Grauzone Auswahlkriterien

Für Rumoren sorgt auch der ein oder andere inhaltliche Aspekt der Ausschreibungen selbst – insbesondere jener für den Kreativ-Etat, lässt unter anderem Michael Göls, Geschäftsführer Havas Media, anklingen: „Wir schauen uns momentan die Ausschreibungsbedingungen sehr genau an. Die Media-Ausschreibung liest sich klar und eine ähnliche haben wir im März schon einmal mitgemacht. Die andere Ausschreibung ‚PR/Kreativ' enthält ein paar Bestandteile, die wir prüfen wollen.”

Ein ebensolcher Bestandteil der Ausschreibung für den Kreativetat stellt die darin geforderte fünfseitige Ausarbeitung dar, in deren Rahmen die Bewerber bereits im Teilnahmewettbewerb, also noch vor der Angebotslegung, strategische Überlegungen für die Umsetzung der Regierungskommunikation präsentieren sollen. Fraglich ist diese Anforderung deshalb, weil sie den gesetzlichen Rahmen, der definiert, was Auswahlkriterien für die Teilnahme an einem Vergabeprozess sein dürfen, überschreiten könnte. Diese müssen gemäß § 2 Ziffer 22 lit a) des Bundesvergabegesetzes nämlich unternehmensbezogen sein und dürfen nicht das konkrete Angebot betreffen, also angebotsbezogen sein.

Fachliche Qualifikation

Für Karlheinz Moick, Partner bei der auf Vergaberecht spezialisierten Rechtsanwaltskanzlei FSM Rechtsanwälte, fällt die Frage, ob das fünfseitige Strategiepapier bereits im ersten Schritt der Ausschreibung verlangt und zur Beurteilung der Eignung der Bieter herangezogen werden darf, in eine Grauzone. Denn der Auftraggeber könne durchaus argumentieren, dass die Vorlage eines solchen Strategiepapiers lediglich dazu diene, diesem ein Bild über die fachliche Qualifikation des Bieters zu geben: „Ob diese fünfseitige Ausarbeitung Angebots- oder Unternehmensbezug hat, ist in diesem konkreten Fall Interpretationssache.”

Es ginge auch anders

Moick sieht die Entscheidung, das Strategiepapier neben den restlichen Anforderungen als Auswahlgrundlage hinzuzuziehen, in Hinblick auf die rechtliche Absicherung zwar als eher gewagten Schritt an, bewertet diesen jedoch nicht ausschließlich negativ. Denn sowohl für die Bieter als auch für den Auftraggeber ist es wichtig, anhand der Auswahlkriterien jene Gruppe an Bewerbern herauszufiltern, die tatsächlich gut für eine Angebotslegung geeignet ist.

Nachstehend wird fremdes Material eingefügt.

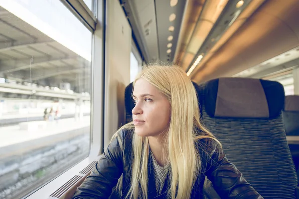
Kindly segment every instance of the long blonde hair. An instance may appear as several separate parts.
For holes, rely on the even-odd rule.
[[[196,92],[183,70],[175,65],[146,66],[133,84],[140,78],[158,88],[166,96],[171,106],[171,117],[166,142],[171,166],[168,197],[190,198],[201,169],[195,142],[209,138],[215,140],[220,146],[221,144],[201,124]],[[130,123],[121,129],[132,128],[134,126]],[[131,184],[126,198],[147,199],[148,138],[138,136],[135,133],[133,137]]]

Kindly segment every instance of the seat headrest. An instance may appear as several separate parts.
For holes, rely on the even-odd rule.
[[[299,96],[287,96],[285,98],[285,111],[299,112]]]
[[[271,118],[284,107],[284,88],[277,82],[221,78],[208,82],[205,92],[206,111],[211,117]]]

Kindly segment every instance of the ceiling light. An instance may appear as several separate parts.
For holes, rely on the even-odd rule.
[[[202,59],[203,57],[203,56],[202,55],[199,55],[197,57],[197,59],[196,59],[196,60],[195,60],[194,63],[193,64],[193,65],[192,65],[192,66],[191,67],[190,69],[189,69],[189,71],[187,73],[187,76],[189,76],[191,74],[191,73],[192,73],[192,72],[194,70],[195,67],[198,65],[198,64],[199,64],[200,60],[201,60],[201,59]]]
[[[178,2],[178,0],[170,0],[170,6],[171,7],[174,7],[175,5],[177,4],[177,2]]]
[[[237,3],[237,4],[236,5],[236,7],[239,8],[242,7],[243,4],[244,4],[244,1],[240,0],[240,1],[238,2],[238,3]]]
[[[173,32],[174,31],[174,26],[170,26],[169,27],[168,30],[170,32]]]
[[[172,13],[170,14],[169,16],[169,21],[170,22],[172,22],[175,20],[175,18],[176,17],[176,15],[174,13]]]

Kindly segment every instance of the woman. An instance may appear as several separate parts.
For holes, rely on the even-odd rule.
[[[206,176],[222,198],[263,199],[200,124],[194,87],[182,69],[146,67],[133,97],[133,122],[116,133],[73,199],[107,199],[118,180],[121,198],[200,199]]]

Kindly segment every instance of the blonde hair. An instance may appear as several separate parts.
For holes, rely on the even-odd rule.
[[[171,166],[168,196],[171,199],[190,198],[201,169],[195,142],[201,139],[211,138],[220,146],[221,144],[201,124],[195,89],[182,69],[175,65],[146,66],[133,84],[140,78],[158,88],[166,96],[171,106],[171,117],[165,146],[168,147],[168,160]],[[118,132],[132,128],[134,125],[131,122]],[[126,198],[147,199],[148,138],[138,136],[134,132],[133,137],[131,184]]]

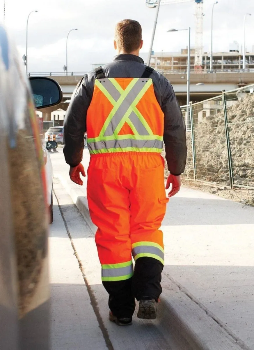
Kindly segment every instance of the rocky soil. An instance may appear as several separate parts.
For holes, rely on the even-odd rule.
[[[232,103],[230,101],[227,104]],[[197,110],[197,107],[194,105],[193,110],[197,178],[228,186],[227,152],[221,104],[214,111],[218,112],[204,117],[202,120],[200,118],[198,120],[198,112],[203,107],[200,104]],[[238,100],[227,108],[227,116],[234,183],[254,186],[254,95],[248,91],[239,97]],[[187,134],[188,153],[185,175],[192,179],[191,134]]]

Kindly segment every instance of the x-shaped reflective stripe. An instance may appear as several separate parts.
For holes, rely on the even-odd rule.
[[[151,128],[136,107],[152,84],[151,79],[134,78],[125,90],[112,78],[96,79],[95,83],[113,106],[99,137],[117,136],[126,122],[135,135],[153,135]]]

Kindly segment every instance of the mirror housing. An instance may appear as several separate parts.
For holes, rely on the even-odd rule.
[[[55,149],[57,148],[57,142],[55,141],[47,141],[46,148],[47,149]]]
[[[29,79],[36,108],[51,107],[61,102],[62,92],[57,82],[45,77],[32,77]]]

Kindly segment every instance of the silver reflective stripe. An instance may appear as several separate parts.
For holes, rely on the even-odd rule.
[[[156,248],[156,247],[153,247],[150,245],[140,245],[132,248],[132,255],[134,258],[138,254],[141,253],[145,254],[146,253],[155,254],[164,260],[164,253],[158,248]]]
[[[118,101],[121,97],[121,94],[109,79],[100,79],[98,81],[103,85],[115,102]]]
[[[116,268],[104,268],[102,270],[102,277],[119,277],[130,275],[133,272],[133,266],[132,265],[125,267]]]
[[[136,128],[139,134],[142,136],[149,135],[149,133],[140,120],[137,115],[133,111],[130,113],[129,119]]]
[[[132,148],[162,149],[163,141],[159,140],[112,140],[109,141],[97,141],[88,143],[88,149],[91,150],[109,149],[110,148]]]
[[[142,79],[139,79],[137,80],[113,117],[105,131],[104,136],[111,136],[113,135],[115,130],[131,105],[133,103],[135,99],[144,88],[145,82],[145,80],[142,80]]]

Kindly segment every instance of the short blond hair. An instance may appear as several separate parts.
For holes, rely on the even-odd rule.
[[[123,20],[115,26],[115,40],[118,47],[129,54],[139,48],[142,40],[142,28],[136,21]]]

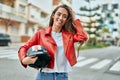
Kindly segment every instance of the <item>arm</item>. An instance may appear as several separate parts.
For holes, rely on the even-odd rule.
[[[38,32],[35,33],[35,35],[33,35],[33,37],[31,37],[28,42],[26,42],[23,46],[20,47],[19,51],[18,51],[18,57],[19,57],[19,60],[21,62],[21,64],[26,68],[28,64],[30,63],[34,63],[35,60],[37,58],[33,58],[33,57],[26,57],[26,53],[27,53],[27,50],[37,44],[37,40],[38,40]]]

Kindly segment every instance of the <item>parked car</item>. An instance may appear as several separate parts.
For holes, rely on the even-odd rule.
[[[0,46],[9,46],[11,44],[10,35],[6,33],[0,33]]]

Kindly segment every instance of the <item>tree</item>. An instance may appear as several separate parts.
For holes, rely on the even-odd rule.
[[[101,24],[103,23],[101,14],[97,12],[100,9],[100,6],[97,5],[95,7],[91,7],[91,1],[94,1],[94,0],[84,0],[84,1],[86,1],[89,5],[80,7],[80,11],[84,11],[89,14],[77,13],[77,15],[89,18],[88,22],[87,21],[81,21],[81,22],[83,24],[87,24],[83,26],[88,28],[87,32],[90,36],[88,44],[96,45],[96,38],[99,36],[99,30],[101,29]],[[96,16],[98,19],[95,18]]]

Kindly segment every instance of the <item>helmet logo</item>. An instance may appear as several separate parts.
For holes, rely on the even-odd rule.
[[[32,51],[38,51],[41,50],[41,47],[36,45],[36,46],[32,46]]]

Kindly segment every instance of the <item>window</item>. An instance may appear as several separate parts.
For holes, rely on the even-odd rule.
[[[118,9],[118,4],[112,4],[113,9]]]
[[[20,11],[21,13],[24,13],[24,12],[25,12],[25,6],[20,4],[20,6],[19,6],[19,11]]]
[[[41,12],[41,17],[47,17],[47,14],[46,13],[44,13],[44,12]]]
[[[105,12],[106,10],[108,10],[108,5],[107,5],[107,4],[104,4],[104,5],[103,5],[103,8],[102,8],[102,12]]]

Die Folge sei eine Aufwandschonung auf Bieter- wie auf Auftraggeberseite. Aber: „Aus unserer Sicht gibt es für die Teilnahmephase durchaus auch andere, rechtlich weniger riskante Kriterien, die herangezogen werden können.” Als Beispiel nennt Moick etwa Arbeitsproben, die zeigen, wie Probleme in der Vergangenheit gelöst wurden und außerdem Auskunft über kreative Ansätze der jeweiligen Agenturen geben.
Abschließend bleibt wohl die spannende Frage, welche Agenturen als Bieter in das Rennen um die doch sehr attraktiven Etats gehen werden und wer schließlich den Zuschlag erhält.